Я пришла к такому заключению в ту минуту, когда, уже на подходе к «Савойе», обнаружила чудом сохранившуюся, наверное, последнюю, красную телефонную будку, все еще действующую. Как и в тот раз, в Париже, когда я ночью стояла у подъезда «Отеля де Шарм», в будке зазвонил аппарат, стоило мне с ним поравняться. Я посмотрела вокруг в поисках точки, откуда за мной можно было бы наблюдать, но не заметила ничего подозрительного. А телефон тем временем продолжал настойчиво трезвонить. Я вошла в будку и неуверенно сняла черную трубку.

– Алло? Алло… Is there anybody here? – запинаясь, проговорила я на ломаном английском, на уровне школьной программы.

Нет, никто не ответил. Тишина.

Зато на железной подставочке около аппарата, куда обычно кладут сумочку или записную книжку, веером лежали всевозможные рекламные проспекты, посвященные особой теме: одни восхваляли достоинства известного салона стриптиза, другие предлагали каталог девушек по вызову или девушек для сопровождения, услуги проституток на все случаи жизни: от индианок в фольклорных костюмах и с соответствующими побрякушками до солидных матрон с пышной грудью – на любой вкус. Рекламные листовки с заманчивыми предложениями лежали стопками, от старых к более свежим. Глянцевая обложка одной из них бросилась мне в глаза:

French Love with Elle

Худшее, что могло только случиться, это вовсе не напоминание о моем уменьшительном имени, а фотография – я, обнаженная, в той позе, как засняли меня на фоне интерьера номера Маты Хари, со всеми подробностями, какие типографская печать могла предоставить. Я вырвала эту листовку из вороха ей подобных, собираясь скомкать и выбросить ее в мусор, как надпись от руки на ее обратной стороне заставила меня застыть от изумления:

2 – ТЫ СВОИ РАЗБУДИШЬ ЧУВСТВА.

Слово в слово то, что я получила накануне. Приглашение, от которого я решила воздержаться.

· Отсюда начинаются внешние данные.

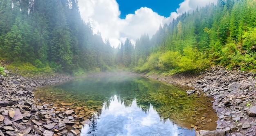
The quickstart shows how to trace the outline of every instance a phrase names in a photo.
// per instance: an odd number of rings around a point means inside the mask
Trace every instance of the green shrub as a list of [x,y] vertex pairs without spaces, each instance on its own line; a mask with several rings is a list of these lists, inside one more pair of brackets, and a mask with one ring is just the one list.
[[3,67],[0,67],[0,75],[2,75],[4,76],[6,76],[5,72],[4,71],[4,68]]

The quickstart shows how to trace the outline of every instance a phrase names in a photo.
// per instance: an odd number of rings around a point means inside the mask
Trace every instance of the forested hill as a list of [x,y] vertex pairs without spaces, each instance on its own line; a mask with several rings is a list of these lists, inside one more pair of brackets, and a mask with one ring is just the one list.
[[77,0],[1,0],[0,59],[72,73],[117,66],[167,75],[213,65],[256,71],[256,26],[255,0],[219,0],[114,48],[82,20]]
[[219,0],[160,27],[150,41],[142,35],[132,65],[166,74],[212,65],[255,71],[256,26],[255,0]]
[[77,0],[0,0],[0,58],[71,73],[107,69],[114,49],[91,26]]

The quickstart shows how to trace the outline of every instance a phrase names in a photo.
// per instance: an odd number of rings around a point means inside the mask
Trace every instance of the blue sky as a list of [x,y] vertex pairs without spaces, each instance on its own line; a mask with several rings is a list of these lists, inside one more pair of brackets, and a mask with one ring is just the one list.
[[133,44],[143,34],[151,38],[159,26],[169,24],[184,12],[218,0],[79,0],[82,18],[93,24],[103,39],[117,47],[129,38]]
[[167,18],[171,12],[176,11],[180,7],[179,4],[184,0],[117,0],[121,12],[120,18],[125,18],[128,14],[134,13],[134,11],[141,7],[151,9],[159,15]]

Я прислонилась спиной к прохладному стеклу дверцы, голова вдруг стала неимоверно тяжелой. Скомканная листовка выпала у меня из рук на пол, но я была не в силах пошевелиться. Мне стало ясно как божий день, что где бы я ни оказалась: в Париже, в Лондоне, в Нью-Йорке – да где угодно, где бы я ни была, он не выйдет из игры, не оставит меня в покое. Куда бы я ни отправилась, он в состоянии разыскать меня и напомнить о своих похотливых желаниях, а мне придется принять его условия в обмен на молчание. Сети, опутавшие меня, были сотканы не только из символов, но также из его реального присутствия, невидимого, но гнетущего. Герои фильмов ужасов или шпионских историй чувствуют нечто подобное, преследуемые неведомыми силами зла.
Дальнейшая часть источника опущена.